Friday, March 22, 2013

It is beyond my control

The past few days have been quite challenging. They scheduled only one doctor who is notorious for being the slowest patient moving doc in the ER. The situation was also exacerbated by the fact that all rooms in the hospital were full. So, while we still had to find places for new ER patients, we had to hold the ones waiting to go up. Everyone was cranky: the patients because they all had to wait for a very, very long time - no matter what situation they were in; the doctor because he was asked to work a little faster; the NP because he couldn't move his patients faster without the final stamp of approval from the doctor (remember..slow?); the nurses because we were getting grief from all sides.

While trying to appease patients with whatever I could to make their wait easier, most still snapped and snarked. After a while, I felt like John Malkovich in the break up scene from Dangerous Liaisons with Michelle Pfeiffer.

"blah, blah, is beyond my control."
"I understand you want to get your room, but there are none available right now. I will let you know when you have a room assignment. In the meantime, I'll try to make your stay in the ER as comfortable as I can."
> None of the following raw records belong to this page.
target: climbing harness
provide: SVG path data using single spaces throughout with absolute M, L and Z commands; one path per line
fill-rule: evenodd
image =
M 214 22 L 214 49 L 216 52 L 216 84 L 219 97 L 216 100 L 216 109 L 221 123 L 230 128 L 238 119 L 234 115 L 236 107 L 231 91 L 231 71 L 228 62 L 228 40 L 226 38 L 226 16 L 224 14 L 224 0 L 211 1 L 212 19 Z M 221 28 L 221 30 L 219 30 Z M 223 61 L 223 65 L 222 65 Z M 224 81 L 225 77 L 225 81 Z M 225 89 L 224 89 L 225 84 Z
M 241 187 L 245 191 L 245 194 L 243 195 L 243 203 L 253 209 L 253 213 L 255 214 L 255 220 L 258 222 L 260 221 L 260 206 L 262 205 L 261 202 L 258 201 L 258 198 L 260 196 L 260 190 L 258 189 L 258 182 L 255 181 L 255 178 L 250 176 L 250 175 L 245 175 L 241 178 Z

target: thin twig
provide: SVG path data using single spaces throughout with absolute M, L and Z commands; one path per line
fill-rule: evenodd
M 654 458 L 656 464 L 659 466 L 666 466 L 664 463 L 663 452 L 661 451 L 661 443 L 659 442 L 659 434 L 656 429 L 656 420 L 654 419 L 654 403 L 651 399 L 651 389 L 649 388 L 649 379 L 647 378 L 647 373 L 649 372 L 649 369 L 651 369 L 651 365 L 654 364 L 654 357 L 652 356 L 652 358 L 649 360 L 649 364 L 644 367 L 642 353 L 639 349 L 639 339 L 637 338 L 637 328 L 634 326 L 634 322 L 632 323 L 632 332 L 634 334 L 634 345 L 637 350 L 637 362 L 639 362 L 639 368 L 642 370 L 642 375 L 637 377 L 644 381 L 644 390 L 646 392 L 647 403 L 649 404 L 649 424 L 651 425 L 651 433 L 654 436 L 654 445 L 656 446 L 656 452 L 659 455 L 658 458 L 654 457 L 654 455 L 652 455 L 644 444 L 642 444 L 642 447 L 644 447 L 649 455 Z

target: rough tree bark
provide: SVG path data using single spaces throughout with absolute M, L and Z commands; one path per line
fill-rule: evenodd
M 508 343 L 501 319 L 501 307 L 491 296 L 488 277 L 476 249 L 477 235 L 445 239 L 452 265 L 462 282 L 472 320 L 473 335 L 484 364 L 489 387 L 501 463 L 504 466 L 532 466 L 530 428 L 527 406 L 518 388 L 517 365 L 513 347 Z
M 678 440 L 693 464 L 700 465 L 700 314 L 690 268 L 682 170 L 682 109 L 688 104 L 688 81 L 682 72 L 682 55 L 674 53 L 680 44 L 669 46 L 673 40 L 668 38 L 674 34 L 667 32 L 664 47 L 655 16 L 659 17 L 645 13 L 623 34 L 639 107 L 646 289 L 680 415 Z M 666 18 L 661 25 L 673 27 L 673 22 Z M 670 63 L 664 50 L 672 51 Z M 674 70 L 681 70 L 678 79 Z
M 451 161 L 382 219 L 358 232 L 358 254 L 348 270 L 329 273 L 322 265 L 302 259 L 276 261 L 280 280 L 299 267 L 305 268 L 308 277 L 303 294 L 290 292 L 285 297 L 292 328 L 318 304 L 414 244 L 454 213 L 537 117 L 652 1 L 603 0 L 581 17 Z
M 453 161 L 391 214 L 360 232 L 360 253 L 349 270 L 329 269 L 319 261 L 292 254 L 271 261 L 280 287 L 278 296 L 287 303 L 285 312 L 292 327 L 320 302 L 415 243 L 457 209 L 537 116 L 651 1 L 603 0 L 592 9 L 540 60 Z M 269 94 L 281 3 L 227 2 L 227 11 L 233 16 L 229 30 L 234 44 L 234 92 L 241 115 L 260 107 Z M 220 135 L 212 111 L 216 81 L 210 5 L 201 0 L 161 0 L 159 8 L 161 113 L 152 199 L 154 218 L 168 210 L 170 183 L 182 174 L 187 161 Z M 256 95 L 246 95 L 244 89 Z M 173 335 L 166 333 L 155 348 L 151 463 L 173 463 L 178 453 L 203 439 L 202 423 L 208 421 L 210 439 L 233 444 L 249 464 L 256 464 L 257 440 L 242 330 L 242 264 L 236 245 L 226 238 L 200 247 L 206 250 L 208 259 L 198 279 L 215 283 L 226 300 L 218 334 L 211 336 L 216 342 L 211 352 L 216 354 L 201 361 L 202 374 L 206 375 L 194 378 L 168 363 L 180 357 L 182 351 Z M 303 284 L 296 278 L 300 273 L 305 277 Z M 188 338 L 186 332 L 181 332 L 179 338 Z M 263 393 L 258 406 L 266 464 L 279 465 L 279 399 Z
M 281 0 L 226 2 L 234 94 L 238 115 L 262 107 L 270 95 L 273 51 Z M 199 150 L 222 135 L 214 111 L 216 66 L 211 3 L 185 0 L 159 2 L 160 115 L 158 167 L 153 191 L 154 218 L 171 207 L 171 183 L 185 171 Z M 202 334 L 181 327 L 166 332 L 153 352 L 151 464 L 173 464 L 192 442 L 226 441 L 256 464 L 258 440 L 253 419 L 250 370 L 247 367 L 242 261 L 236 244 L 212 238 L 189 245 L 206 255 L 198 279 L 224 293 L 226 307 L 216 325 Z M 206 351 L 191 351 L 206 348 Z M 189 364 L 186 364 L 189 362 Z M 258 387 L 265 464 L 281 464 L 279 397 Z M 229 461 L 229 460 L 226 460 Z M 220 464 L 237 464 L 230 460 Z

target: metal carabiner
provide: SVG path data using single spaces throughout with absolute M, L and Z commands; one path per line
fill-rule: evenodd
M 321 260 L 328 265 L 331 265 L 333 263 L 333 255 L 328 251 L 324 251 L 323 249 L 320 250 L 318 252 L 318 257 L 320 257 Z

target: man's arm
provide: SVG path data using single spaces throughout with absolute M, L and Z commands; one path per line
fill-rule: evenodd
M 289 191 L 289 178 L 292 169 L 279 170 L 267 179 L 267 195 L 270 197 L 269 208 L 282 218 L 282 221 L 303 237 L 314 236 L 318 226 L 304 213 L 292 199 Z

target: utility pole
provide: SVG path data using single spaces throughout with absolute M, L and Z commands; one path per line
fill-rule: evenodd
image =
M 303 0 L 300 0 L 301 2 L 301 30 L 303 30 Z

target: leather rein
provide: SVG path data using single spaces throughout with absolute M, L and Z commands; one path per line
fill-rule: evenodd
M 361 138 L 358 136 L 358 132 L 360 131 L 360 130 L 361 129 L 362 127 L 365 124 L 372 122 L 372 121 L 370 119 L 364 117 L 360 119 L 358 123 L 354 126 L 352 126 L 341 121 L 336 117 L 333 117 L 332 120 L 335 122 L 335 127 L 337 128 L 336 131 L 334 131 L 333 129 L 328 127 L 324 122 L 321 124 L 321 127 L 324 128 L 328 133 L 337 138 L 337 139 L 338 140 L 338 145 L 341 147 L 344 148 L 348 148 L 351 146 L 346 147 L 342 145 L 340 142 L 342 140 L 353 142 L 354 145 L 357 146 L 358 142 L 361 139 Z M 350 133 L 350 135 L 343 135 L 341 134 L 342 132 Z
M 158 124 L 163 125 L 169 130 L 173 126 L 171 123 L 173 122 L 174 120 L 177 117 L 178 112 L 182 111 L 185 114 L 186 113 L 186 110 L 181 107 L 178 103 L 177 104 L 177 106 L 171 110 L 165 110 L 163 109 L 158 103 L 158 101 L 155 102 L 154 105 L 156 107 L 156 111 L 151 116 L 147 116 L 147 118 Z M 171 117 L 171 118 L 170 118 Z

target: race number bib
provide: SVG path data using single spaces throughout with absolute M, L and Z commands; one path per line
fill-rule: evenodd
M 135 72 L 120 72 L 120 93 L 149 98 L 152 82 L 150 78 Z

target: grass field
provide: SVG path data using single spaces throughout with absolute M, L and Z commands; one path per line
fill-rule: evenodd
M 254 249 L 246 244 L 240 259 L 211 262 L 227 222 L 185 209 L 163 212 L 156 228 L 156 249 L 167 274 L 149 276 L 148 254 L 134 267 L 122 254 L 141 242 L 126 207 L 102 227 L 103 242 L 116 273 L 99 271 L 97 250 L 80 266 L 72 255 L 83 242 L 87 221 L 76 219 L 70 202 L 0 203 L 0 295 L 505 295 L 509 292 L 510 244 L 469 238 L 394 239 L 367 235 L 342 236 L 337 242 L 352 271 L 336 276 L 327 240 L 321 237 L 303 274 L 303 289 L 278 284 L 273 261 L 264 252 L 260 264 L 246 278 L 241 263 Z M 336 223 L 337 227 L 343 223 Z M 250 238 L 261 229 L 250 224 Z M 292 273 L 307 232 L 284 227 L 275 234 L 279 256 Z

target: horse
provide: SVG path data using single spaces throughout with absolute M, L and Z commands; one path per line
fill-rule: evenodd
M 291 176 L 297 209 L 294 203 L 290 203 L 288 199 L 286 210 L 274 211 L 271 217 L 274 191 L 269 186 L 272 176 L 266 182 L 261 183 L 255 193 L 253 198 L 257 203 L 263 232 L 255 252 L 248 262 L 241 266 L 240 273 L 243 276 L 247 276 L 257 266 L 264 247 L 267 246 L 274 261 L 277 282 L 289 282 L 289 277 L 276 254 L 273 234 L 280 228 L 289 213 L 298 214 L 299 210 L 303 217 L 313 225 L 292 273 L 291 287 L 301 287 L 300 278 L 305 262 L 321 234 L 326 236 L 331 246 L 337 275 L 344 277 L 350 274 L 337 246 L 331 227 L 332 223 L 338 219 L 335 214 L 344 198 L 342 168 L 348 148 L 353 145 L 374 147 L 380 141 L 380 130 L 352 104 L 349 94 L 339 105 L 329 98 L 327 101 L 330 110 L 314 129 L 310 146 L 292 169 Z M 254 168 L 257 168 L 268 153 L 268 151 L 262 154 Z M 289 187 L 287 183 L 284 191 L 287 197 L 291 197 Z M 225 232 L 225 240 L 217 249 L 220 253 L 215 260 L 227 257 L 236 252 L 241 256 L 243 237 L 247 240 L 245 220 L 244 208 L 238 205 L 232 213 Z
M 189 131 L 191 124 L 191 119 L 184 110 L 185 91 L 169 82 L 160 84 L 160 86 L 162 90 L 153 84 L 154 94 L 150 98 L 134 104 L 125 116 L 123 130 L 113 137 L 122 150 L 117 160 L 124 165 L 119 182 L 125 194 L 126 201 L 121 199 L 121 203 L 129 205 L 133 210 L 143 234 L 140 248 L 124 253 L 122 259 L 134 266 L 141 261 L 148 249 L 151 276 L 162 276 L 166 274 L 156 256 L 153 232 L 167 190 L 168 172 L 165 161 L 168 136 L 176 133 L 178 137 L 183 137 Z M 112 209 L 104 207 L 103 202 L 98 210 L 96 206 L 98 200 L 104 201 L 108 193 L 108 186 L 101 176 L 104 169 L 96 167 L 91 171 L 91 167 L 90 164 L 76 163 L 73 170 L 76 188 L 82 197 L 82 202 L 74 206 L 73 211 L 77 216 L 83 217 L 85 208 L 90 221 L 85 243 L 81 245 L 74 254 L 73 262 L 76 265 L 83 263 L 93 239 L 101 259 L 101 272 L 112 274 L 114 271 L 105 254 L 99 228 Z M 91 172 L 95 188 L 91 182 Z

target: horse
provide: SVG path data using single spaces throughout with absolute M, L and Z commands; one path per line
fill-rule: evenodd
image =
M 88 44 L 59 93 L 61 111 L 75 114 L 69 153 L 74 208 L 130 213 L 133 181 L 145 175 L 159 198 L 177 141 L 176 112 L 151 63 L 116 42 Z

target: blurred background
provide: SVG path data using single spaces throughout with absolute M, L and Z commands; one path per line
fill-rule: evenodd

"How long is it going to be? I don't want to stay down here."

"Blah, blah, is beyond my control."
It is beyond my control.
It is beyond my control.


  1. Bummer... "beyond my control" would be hard for me to handle. I would have a hard time not being resentful of the ER doc, too. Not to mention the scheduler.

    Reading your blog reinforces how glad I am that I rarely have to deal with the public; especially cranky ones. I am curious, though; would you say that the pts. had a legitimate beef with the hospital? It sounds like yours and theirs bad day started at a management level.

  2. If there are no beds open in the hospital, then the admitted patients are held in the ER. They have no where to go until patients are discharged from the floors. Patients are receiving the care that they need, only in the ER. So, except from not having a more comfortable bed, no, admitted patients don't have a legitimate beef IMO.

    Patients that come into the ER with minor complaints or ones that should have been treated in an urgent care facility or doctor's office should not have a beef. They decided to come to the ER instead. It's a crap shoot. If there are a lot of critical or serious patients, then those patients will take priority over the minor and wait a long, long time. When the ER is not busy with serious patients, we can get them in and out quickly.
    People think that "ER" means fast treatment....not always the case.

  3. Thank you for your detailed response. So it is another example of people making bad choices and then blaming the "not unexpected" undesirable outcome on someone else.